No you just special case the function call and tell the proof analyzer "this never happens". Strictly speaking, a lie, but probably a sophisticated prover could even be rigged to keep track of those conditions (not in x years, e.g.) if you so chose

richardfey · on May 28, 2021

Exactly my thoughts. This is something I would expect covered by the testing process. I wonder what the Apollo engineers would say about this.

crocal · on May 28, 2021

This is actually compulsory requirement for safe communication protocols in railway according to EN 50159. The correct way to manage this is to reject the outdated samples. Ultimately, this should result in a transition to fallback mode (in this case, emergency landing mode).

GeorgeTirebiter · on May 28, 2021

This is actually all very complicated, because if you're doing e.g. velocity estimation via smoothed differences, missing a point means you've (effectively) inserted a spike-like pseudo-datapoint into your Kalman filter (or whatever) --- it will not totally crap, but will be incorrect until the 'bad' datapoint flows completely through the filter.

crocal · on May 28, 2021

... Indeed.
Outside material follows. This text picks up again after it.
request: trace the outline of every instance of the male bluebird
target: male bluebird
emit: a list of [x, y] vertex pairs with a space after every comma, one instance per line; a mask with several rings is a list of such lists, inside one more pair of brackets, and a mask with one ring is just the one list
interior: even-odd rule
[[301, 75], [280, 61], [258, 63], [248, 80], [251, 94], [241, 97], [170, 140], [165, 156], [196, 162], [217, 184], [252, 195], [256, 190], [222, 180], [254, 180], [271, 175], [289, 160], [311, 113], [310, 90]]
Therefore we add sensor diversity to balance the failure modes and increase availability. Having no sample means that you increase your confidence interval at warp speed to account for all possible scenarios. Very quickly your estimate becomes : « great, I am traveling at 35kph +/- 100kph. Wait. What? »

loa_in_ · on May 28, 2021

That sounds nearly impossible a feature to implement. Simulating a virtual copy of a component that's purpose is to deliver novel data, autonomously?

timmattison · on May 28, 2021

I think it can be simpler than that. If a piece of code is going to do a velocity calculation from motion estimation between two frames it should expect to get new data every 1 / FPS seconds. A local clock could help validate that. If data comes too fast or too slow within some tolerance then the system could signal there is an issue. If the images have time stamps it could check those too.

Now you’d need to hope the inertial guidance is good enough at those altitudes. The article says it doesn’t use image based calculations for landing due to the possibility of kicking up dust.

zoomablemind · on May 28, 2021

> "...This glitch caused a single image to be lost, but more importantly, it resulted in all later navigation images being delivered with inaccurate timestamps..."

It seems that the timestamping is detached from frameshooting. That is, as if there were a burst happening, then the burst's frames get assigned the sequential timestamps. Thus if a burst had a glitched/skipped frame, a part of the series and the subsequent bursts become mis-attributed.

I understand that integrating the timestamping to be atomic to frameshooting is likely to slowdown the burst. So there has to be some expected internal timeline to validate the timeline that results from bursting.

SamBam · on May 28, 2021

> I imagine it is sort of like the organisms ...

Can you describe this further, or link to further reading?

tgbugs · on May 28, 2021

I don't have anything specific in mind that covers this (I'll look around), but maybe take a look at the work by Nicholas Strausfeld for some actual data on early nervous systems [0], and Leigh van Valen for the general theoretical framework [1].

0. https://scholar.google.com/scholar?q=Nicholas+Strausfeld

1. https://www.mn.uio.no/cees/english/services/van-valen/evolut...